Her dokunuşta genişleyen yürek havzası, göklerin maviliklerine rakip olur. Eğer
bunlar yoksa, beden yaşasa da o yürek ölür. Yürek ölürse hayat ölür. Şayet bir
yürek ölürse eller kırılır, gözler söner, işitemez kulak, kıpırdamaz dudak… Bulundukları
şehirden tüm sevdâ kuşları tersine göç eder... Yıldızlar söner, dürülür
galaksinin güneşi ilk geceden, söz biter kelimeler başlamadan; ünlemini çeker
sesli harfler tüm hecelerden. İmarı bozulursa sevdânın, yeryüzü komple bozulur.
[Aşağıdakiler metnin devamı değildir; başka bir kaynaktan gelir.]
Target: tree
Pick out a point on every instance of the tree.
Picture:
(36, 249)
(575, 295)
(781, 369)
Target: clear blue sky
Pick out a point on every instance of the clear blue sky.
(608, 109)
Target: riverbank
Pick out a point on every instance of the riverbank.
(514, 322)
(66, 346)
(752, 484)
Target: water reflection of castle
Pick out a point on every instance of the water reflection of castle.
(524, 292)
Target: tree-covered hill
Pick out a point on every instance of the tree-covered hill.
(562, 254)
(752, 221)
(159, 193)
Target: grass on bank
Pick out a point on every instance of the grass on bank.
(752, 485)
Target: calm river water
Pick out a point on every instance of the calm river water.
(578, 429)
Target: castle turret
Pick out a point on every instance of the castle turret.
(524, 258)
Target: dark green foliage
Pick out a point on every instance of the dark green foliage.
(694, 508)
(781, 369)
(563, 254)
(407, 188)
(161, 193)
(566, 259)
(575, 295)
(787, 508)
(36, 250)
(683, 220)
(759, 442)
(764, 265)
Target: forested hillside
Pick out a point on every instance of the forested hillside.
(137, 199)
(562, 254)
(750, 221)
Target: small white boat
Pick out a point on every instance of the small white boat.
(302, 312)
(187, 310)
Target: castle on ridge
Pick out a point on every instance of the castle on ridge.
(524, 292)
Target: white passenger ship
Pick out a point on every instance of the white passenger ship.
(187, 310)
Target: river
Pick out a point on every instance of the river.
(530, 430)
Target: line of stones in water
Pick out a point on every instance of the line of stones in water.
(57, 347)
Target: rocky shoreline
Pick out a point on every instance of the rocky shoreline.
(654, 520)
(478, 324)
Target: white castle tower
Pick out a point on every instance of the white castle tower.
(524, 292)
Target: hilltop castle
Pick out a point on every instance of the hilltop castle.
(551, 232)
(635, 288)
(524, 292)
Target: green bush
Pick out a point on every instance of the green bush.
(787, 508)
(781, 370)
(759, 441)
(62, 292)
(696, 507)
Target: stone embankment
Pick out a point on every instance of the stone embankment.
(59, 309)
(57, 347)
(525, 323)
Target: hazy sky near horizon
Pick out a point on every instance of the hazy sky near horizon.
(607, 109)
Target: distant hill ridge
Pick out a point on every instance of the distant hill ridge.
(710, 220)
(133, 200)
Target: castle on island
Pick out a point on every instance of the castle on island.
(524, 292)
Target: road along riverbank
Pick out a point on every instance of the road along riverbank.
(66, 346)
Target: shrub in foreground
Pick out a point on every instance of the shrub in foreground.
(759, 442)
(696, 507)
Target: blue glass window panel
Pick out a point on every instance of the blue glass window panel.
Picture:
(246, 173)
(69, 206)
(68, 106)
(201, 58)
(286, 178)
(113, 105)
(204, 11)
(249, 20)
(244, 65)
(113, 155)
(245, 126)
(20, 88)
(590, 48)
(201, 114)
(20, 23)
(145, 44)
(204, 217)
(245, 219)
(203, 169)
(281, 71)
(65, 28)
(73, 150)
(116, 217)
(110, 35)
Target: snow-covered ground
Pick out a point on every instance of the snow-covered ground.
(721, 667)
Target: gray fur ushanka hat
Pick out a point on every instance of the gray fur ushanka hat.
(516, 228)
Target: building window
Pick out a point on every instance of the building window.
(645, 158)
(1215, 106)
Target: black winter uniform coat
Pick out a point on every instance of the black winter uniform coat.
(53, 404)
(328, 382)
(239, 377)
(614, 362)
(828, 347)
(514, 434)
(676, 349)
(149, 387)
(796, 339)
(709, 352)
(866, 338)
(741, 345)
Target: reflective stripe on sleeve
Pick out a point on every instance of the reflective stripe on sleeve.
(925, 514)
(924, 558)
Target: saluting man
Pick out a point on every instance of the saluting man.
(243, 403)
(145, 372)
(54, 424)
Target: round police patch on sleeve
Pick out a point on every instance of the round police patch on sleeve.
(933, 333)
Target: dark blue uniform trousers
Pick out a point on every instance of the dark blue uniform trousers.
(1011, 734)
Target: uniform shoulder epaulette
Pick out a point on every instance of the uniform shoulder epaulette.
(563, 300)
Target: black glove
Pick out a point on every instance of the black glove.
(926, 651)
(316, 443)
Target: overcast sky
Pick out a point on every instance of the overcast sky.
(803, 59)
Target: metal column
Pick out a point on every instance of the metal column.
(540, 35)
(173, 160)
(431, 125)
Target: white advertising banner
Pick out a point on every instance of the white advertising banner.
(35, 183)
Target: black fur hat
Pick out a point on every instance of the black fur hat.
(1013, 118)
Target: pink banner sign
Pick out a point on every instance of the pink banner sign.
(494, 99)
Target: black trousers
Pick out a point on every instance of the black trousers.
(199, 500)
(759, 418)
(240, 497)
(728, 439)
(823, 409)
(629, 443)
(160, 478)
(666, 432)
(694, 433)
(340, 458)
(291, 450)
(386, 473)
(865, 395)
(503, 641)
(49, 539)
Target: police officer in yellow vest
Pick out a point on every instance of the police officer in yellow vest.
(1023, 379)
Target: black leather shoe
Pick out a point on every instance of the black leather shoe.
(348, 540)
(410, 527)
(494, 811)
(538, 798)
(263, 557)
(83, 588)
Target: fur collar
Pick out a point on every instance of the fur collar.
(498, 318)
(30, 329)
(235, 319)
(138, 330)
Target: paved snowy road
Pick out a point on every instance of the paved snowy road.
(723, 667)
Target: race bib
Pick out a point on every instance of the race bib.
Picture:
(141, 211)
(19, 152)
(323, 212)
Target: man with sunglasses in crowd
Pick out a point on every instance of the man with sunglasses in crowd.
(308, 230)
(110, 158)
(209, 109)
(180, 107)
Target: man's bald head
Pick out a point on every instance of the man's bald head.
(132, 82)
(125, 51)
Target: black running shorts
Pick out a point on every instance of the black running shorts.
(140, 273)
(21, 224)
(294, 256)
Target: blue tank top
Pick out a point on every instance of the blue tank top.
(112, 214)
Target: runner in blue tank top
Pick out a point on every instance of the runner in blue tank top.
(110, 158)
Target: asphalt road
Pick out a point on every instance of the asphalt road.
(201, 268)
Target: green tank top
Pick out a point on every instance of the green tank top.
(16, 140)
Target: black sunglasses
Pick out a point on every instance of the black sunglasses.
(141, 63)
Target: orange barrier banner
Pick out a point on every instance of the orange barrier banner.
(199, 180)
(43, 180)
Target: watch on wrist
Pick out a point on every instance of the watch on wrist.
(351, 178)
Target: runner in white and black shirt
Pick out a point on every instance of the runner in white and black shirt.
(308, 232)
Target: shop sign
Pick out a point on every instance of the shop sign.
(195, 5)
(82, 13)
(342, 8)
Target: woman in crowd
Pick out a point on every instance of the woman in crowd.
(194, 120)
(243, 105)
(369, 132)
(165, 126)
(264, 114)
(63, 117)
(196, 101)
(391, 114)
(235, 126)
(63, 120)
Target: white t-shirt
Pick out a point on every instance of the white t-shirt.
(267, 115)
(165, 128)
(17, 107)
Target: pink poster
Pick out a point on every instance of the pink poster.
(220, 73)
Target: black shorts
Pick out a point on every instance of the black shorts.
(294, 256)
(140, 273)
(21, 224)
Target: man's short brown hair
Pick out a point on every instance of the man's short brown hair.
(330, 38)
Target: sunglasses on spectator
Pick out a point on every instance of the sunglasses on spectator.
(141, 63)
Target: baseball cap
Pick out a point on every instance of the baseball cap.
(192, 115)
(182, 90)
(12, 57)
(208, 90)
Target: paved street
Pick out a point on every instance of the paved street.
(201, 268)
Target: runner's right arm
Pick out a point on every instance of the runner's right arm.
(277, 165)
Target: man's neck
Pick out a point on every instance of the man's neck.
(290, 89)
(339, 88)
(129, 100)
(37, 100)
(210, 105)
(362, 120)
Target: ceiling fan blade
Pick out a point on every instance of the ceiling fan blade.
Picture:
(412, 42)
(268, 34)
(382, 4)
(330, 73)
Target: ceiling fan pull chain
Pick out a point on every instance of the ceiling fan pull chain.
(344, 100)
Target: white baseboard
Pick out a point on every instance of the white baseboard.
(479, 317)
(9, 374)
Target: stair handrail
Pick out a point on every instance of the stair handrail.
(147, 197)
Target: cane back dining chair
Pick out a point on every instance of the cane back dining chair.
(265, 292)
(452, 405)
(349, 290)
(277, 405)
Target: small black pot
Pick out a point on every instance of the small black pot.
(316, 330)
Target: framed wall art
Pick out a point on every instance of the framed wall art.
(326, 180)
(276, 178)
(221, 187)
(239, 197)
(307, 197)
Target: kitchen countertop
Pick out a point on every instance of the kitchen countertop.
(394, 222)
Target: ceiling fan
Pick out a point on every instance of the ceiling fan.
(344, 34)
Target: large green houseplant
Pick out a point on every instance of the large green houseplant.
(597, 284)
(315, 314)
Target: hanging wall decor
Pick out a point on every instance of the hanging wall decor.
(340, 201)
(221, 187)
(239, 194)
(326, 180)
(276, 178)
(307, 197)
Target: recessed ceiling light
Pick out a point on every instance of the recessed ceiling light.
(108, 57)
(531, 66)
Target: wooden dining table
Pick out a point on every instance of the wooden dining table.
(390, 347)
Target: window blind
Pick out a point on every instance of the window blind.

Şiir susar, türküler susar, bozulur şarkıların tüm nakaratları, seven ve
sevilen susar ilk akşamdan. Hâlbuki sevdâ ne güzel bir nimettir İlâh’tan; yaşam
felsefemizi anlamlı kılar akşamdan…”
Sevdâsının
muhteşem boyutunda içsel olarak koşmakta, tüm hissiyatıyla geçmişten bugüne
hayatını mayalayan negatifliklerden ruhunu ve yüreğini arınmışlığıyla
haykırmaktaydı rüzgâra. Artık onun yüreği bir boşlukta değil, sevdâya mamur bir
yürekte salınmakta gönüllü bir müebbette olarak… Daha önce hiç yaşamadığı ve bu
denli derin hissetmediği bir geniz sızısıyla bakmaktaydı şehrin sarı ve beyaz
ışıklı sokaklarına. Sevdâ neydi, merhamet neydi, sanki hiç tatmamıştı. Bu içsel
sızıyla eğimli yolun sonunda başlayan şehrin ilk sokağına kadar koşmuştu.
Evine
ulaşmış, kızıyla rutin çaylarını içerek, güncel konuları konuşuyorlardı her
akşamki gibi. Ama o düşünde yaşadığı bu güzel günün gerçeğinin hayâlindeydi
şimdi de... Düşünüyordu: Sevgi gerçekten
neydi, merhamet nasıl bir duyguydu? Bir anne karnındaki yavrusuyla nasıl konuşur,
bir baba yüreğiyle nasıl bakmayı başarabilir onu üzen evlâdına? Ya iliklerine
kadar hissederek özlemek, nasıl bir iç çekişin çığlığıdır o? Ya da vuslatın
düşleriyle sabahlamak? Bütün bu soruların sendeki cevabı nedir?
“Azize”
diye geçirdi içinden... “Sevdâ ne yapar ki olgun gönüllü bir adama?” diye sordu
kendi kendine. Zira o, yıllardır derslerinde sosyal hayatın birçok boyutuna
psikolojik, sosyolojik ve felsefî olarak yaklaşan birisi olarak, sanki bu
kavramsal sorularla ilk defa muhatap olmakta ve kendini büyük bir imtihanın arefesinde
hissetmekteydi. Ve onun hissiyatına göre
bu arife çok uzun bir zamana yayılacak görülmekteydi…
Âniden
kendisini bir çift mercan buğusu gözlerin efsununa kaptırmış, o gözlerden ona
esen rüzgârın taşıdığı sevdânın kokusuyla savrulmuş hissederek titredi. O an soluklanmak
için çıktığı balkonuna kuzeyden ılık bir rüzgâr esmekteydi. Aldığı kokunun da etkisiyle
iyice derinlere indi ruhu ve yüreği. Sanki bir çift elin şefkatle yüzünü
okşadığını, onun gözlerindeki merhametle süzüldüğünü ve onun ılık nefesiyle
ısındığını hissetti yeniden. Bir anda başını kaldırıp Nisan’ın kokuları
içerisinde kendi sesini duyacak şekilde fısıldadı güneyden esen melteme: “Yüreğiyle
harmanlanmakta olan yüreğimin ve kalemimin iman ettiğine söz olsun ki, bu sevdâ
için gönül iklimimde koşulması gereken yerin ötesine kadar koşacak ve gerekirse
kendimi kendi içimde yeniden dönüştüreceğim.”